The panel examined how opening borders and relaxing racial relations would free people’s minds to focus on climate solutions before exploring more of Lek’s work, “ACE/AAP,” for the 2023 Venice Biennale. In “ACE/AAP,” Lek imagines a utopian society, set just over 10 years after Nigeria’s independence, where Africans progress technologically instead of becoming exploited. Lek created renderings for two research facility networks, the African Conservation Effort and All Africa Proto-ports, located around the “African World,” a reimagining of the African diaspora.
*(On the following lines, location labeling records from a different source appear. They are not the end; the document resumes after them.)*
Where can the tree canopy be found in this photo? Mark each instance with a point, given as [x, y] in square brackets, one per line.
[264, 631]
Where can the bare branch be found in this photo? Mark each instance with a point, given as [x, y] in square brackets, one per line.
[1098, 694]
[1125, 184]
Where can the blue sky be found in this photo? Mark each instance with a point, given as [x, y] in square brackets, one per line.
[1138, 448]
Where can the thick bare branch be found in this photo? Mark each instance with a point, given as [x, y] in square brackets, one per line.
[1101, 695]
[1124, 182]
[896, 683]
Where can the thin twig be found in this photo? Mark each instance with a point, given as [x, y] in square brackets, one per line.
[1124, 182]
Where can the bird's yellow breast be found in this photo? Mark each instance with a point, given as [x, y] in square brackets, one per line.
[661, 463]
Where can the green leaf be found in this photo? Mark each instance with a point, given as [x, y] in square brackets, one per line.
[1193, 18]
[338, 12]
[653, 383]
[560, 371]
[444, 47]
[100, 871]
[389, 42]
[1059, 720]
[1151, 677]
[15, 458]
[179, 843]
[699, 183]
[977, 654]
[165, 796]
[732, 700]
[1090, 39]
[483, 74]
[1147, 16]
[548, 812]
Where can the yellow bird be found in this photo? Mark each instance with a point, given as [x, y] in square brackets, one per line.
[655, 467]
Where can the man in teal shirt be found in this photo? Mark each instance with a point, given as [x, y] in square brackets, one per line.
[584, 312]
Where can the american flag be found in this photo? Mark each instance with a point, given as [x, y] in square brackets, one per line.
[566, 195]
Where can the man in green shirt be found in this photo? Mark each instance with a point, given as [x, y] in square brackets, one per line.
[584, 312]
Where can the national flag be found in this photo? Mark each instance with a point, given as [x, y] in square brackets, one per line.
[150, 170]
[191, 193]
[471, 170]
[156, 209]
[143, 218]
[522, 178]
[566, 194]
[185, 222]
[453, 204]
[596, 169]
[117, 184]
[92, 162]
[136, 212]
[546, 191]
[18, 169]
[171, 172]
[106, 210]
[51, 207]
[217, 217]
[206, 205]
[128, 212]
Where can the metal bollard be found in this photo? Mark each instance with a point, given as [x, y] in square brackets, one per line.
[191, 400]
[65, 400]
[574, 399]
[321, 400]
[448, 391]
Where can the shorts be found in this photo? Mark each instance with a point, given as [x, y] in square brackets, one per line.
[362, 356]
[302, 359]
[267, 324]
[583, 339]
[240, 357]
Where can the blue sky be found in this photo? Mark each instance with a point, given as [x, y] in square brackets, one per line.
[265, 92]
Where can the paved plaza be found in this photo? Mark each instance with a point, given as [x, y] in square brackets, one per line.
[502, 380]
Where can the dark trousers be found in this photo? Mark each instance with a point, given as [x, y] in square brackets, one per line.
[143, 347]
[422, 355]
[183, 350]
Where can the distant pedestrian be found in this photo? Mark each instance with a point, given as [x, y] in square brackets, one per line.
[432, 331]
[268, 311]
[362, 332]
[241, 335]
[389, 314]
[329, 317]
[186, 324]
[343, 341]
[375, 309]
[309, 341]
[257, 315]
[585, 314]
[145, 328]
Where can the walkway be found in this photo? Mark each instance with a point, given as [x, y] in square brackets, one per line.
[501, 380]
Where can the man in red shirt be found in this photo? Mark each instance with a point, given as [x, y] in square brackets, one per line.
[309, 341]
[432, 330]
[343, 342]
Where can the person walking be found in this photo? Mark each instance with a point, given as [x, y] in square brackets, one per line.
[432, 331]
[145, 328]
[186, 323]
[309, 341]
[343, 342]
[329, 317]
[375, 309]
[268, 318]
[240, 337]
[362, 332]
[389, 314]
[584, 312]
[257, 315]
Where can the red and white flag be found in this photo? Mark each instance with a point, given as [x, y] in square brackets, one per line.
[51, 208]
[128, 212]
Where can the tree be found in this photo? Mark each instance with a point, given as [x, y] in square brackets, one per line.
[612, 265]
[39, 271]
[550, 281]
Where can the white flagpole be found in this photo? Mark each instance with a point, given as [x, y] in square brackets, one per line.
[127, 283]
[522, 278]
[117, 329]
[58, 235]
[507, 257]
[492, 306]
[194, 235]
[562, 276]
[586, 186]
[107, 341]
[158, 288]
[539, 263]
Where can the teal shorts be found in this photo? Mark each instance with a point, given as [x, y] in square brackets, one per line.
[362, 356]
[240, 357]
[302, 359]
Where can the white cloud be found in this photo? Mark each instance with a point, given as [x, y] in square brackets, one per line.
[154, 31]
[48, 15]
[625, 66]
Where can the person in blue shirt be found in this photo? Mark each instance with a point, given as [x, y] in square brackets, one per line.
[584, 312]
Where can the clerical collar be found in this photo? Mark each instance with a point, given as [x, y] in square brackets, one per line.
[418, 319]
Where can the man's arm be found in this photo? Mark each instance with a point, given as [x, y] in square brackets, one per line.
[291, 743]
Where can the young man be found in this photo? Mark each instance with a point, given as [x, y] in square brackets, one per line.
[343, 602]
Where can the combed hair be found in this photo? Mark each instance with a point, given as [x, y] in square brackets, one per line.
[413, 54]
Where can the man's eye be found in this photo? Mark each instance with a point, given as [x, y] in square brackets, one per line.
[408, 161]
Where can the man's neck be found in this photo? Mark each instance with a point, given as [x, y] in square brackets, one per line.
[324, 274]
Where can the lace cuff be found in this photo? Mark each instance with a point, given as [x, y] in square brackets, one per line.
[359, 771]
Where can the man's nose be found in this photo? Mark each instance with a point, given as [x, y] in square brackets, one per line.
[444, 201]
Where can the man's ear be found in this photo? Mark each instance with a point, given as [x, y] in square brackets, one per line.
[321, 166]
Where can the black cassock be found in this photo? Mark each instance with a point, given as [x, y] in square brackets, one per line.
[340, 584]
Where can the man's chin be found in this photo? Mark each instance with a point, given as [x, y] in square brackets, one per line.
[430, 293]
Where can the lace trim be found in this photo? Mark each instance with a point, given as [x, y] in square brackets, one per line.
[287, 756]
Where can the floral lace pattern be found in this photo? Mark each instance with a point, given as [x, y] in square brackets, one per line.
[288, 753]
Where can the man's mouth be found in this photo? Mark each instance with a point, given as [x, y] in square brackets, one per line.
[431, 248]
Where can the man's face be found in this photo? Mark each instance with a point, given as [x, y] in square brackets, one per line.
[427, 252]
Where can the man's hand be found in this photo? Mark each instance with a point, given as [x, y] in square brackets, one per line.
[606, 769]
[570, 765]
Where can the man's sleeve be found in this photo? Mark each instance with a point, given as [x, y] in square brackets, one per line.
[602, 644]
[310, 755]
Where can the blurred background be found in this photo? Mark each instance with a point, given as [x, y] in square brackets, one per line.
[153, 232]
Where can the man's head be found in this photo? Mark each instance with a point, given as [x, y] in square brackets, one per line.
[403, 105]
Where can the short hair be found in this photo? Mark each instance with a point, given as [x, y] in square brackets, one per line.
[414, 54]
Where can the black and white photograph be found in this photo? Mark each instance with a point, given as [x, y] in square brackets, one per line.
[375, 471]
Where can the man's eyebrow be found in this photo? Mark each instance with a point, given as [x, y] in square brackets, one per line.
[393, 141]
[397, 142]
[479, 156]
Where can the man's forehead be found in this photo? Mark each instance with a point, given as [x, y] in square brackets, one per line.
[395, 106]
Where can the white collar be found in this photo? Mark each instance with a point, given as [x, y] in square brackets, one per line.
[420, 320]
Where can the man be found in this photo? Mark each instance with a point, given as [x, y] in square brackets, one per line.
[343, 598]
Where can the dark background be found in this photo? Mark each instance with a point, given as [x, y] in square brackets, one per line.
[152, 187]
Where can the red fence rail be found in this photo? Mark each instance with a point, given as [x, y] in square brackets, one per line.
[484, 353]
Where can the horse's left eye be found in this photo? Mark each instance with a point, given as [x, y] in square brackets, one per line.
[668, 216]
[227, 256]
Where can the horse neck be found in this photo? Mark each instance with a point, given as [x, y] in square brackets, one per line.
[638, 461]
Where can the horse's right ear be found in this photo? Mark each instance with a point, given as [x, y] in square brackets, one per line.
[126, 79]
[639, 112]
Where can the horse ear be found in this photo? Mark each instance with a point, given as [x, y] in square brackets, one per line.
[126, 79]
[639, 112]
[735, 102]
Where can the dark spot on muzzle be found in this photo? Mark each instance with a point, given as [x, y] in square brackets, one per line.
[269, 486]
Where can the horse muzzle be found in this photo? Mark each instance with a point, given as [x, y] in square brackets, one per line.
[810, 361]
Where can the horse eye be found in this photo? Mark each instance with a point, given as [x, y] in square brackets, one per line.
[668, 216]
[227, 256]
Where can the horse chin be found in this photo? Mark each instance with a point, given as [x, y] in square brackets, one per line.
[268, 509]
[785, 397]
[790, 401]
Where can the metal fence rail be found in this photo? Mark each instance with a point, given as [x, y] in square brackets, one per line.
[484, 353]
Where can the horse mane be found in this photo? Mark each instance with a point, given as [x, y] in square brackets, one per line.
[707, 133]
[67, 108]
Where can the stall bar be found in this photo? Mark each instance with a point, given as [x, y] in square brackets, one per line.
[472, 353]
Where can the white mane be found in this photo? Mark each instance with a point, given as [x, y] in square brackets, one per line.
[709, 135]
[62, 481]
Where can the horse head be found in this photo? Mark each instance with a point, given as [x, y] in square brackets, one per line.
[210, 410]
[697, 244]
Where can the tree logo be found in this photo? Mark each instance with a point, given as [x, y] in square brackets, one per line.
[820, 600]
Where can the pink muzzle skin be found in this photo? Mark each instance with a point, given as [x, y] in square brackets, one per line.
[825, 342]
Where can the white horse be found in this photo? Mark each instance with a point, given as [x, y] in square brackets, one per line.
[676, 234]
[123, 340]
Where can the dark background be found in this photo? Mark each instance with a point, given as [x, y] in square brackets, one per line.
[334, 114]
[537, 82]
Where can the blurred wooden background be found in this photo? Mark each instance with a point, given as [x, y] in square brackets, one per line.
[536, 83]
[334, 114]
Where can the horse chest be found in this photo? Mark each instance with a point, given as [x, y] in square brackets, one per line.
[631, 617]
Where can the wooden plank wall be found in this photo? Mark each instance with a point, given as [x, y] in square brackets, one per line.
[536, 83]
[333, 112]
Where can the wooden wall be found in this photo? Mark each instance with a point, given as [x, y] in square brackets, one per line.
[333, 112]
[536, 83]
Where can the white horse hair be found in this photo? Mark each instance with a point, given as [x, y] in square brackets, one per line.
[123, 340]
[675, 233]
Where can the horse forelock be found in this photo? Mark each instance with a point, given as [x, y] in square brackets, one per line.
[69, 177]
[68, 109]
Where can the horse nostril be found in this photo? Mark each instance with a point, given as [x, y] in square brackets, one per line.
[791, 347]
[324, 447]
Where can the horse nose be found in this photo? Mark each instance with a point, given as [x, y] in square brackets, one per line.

Viewers get a glimpse of futuristic technologies, like an “algal-drift-pool-suborbital-launch hybrid system” and maglev monorails. Ethiopic 70s jazz scored the room.
In the Q.A., one attendee was concerned about fundraising. Paola clarified that climate-centric design should look like an investment, not a sacrifice. Ayana added that a cultural shift needs to occur and may have gradually started. Another asked if media creators should drastically reduce resources. Ayana warned to keep the perfect from becoming the enemy of the good, “You could go down this rabbit hole of freezing and not making things … Salvagepunk it, maybe, a little bit more.” Lek stressed the importance of simply keeping a climate-conscious mindset. After Ayana debuted a “Climate Oath,” based on the Hippocratic Oath, visitors filed out of the repurposed railroad factory to upbeat music.